The report debunks the myth of town hall bureaucrats and highlights how chief executives and HR Directors in a range of local service organisations are leading efforts to transform service delivery in line with central Governments’ localism agenda. It highlights the priority Chief Executives are placing on involving staff in creating new values that underpin the new customer-centric service delivery cultures they are trying to build. The research demonstrates that a radical reengineering of public service delivery, coupled with cost cutting, can’t happen overnight-it involves changing public sector values and culture, as well as organisation design, and how people are managed from the boardroom to the front line.
The research used as its framework the four key enablers of engagement identified by David MacLeod in his report Engaging for success: Enhancing performance through employee engagement:
· Organisational purpose-do senior leaders and managers set out a clear organisational purpose through a strategic narrative people in the organisation can understand and buy into?
· Integrity-to what extent is there a sense of integrity underpinned by behaviour throughout an organisation that is consistent with its stared values?
· Engaging managers-do managers at all levels have the people management skills to win employees’ hearts and minds?
· Voice-do employees believe they can feed their views and ideas upwards to senior managers and feel that their opinions are respected?
I am heartened by one of the conclusions in the report, that a number of councils, fire and police authorities “are doing a remarkably good job” in facing up to the challenge of the changes and the cuts required without fundamentally undermining morale and damaging services. One of the clear messages in the report is about the need to be straight with staff about the scale of the challenges and to begin to build a convincing story about future direction.
I am heartened too that HR appears to be at the heart of the transformation process, making extensive use of OD skills , either in the shape of OD specialists, or through senior HR generalists , to deliver a range of services well beyond the traditional HR function.

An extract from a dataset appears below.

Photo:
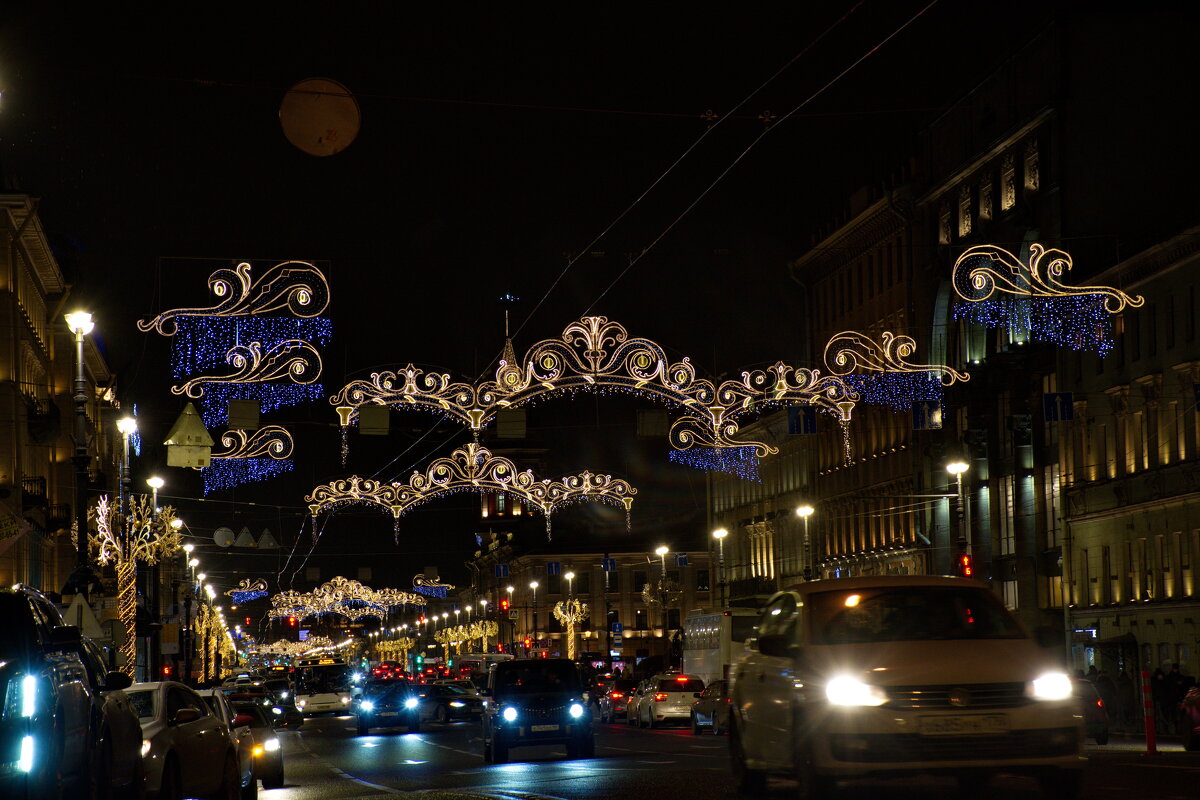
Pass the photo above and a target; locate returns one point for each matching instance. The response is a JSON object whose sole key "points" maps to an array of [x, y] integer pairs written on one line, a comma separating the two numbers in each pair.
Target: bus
{"points": [[713, 641], [324, 684]]}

The report concludes that the HR function in local government, police and fire services is responding to the increased pressures and expectations placed on it and, as a result is enjoying increased authority and respect from colleagues.
This research and the rich organisational stories it shares gives us all important food for thought. You can access a copy of the report here . If you are one of those HR bravehearts who have already put your head above the organisational parapet, this research tells you that you are not alone. If you are still thinking about it-be inspired!